Twitter is advancing one step further in the fight against coronavirus misinformation.
Executives announced in a company blog Monday that Twitter would start affixing labels and warnings to tweets containing information about COVID-19 that goes against the advice and knowledge of public health experts. That will include tweets where the misinformation is contained in media, like videos and images.
Twitter previously announced that it would label or remove misinformation that could cause physical harm or widespread panic, including conspiracy theories. Monday’s announcement broadens the policy to content where harm is not as obviously imminent.
An important clarification to the policy came on Twitter shortly after the post.
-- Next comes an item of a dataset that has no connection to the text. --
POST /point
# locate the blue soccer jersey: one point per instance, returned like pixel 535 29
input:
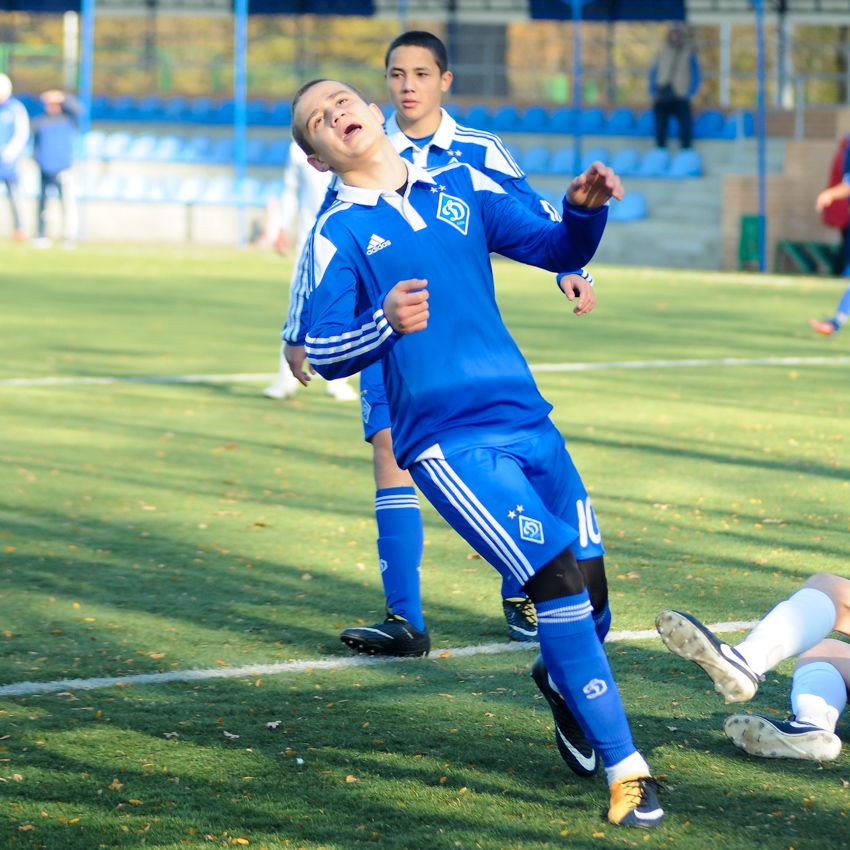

In response to questions from reporters, Twitter executive Yoel Roth clarified that the company’s new policy would apply to the tweets and content of world leaders — including President Trump.
This is an important clarification because Twitter has been inconsistent in applying its content policies to President Trump in the past. Additionally, Trump has lied and spread misinformation about coronavirus cures, treatments, and progress.
These labels will apply to anyone sharing misleading information that meets the requirements of our policy, including world leaders.
— Yoel Roth (@yoyoel) May 11, 2020
Flagging misinformation will take three forms on Twitter. It could be removed if the information is egregious and could cause real world harm. Twitter could gray out the Tweet or content and affix a warning label if the content contains a “disputed claim” and the potential for harm is “severe.” Or it could get a label — which is basically a line of text linking out to other information — if the information is misleading our disputed, but the potential for harm is “moderate.” Here’s a handy graph.
It’s not clear how Twitter will find the tweets that it labels or affixes warnings to. In a section found within the post called “How will we identify these Tweets?,” Twitter says it will use “internal systems to proactively monitor content related to COVID-19,” as well as “rely on trusted partners” for assessing the risk level of tweets. Not exactly transparent.
Social media and other tech companies have banded together to fight coronavirus misinformation. But with a prominent source of this content being the President himself, it’s an uphill battle.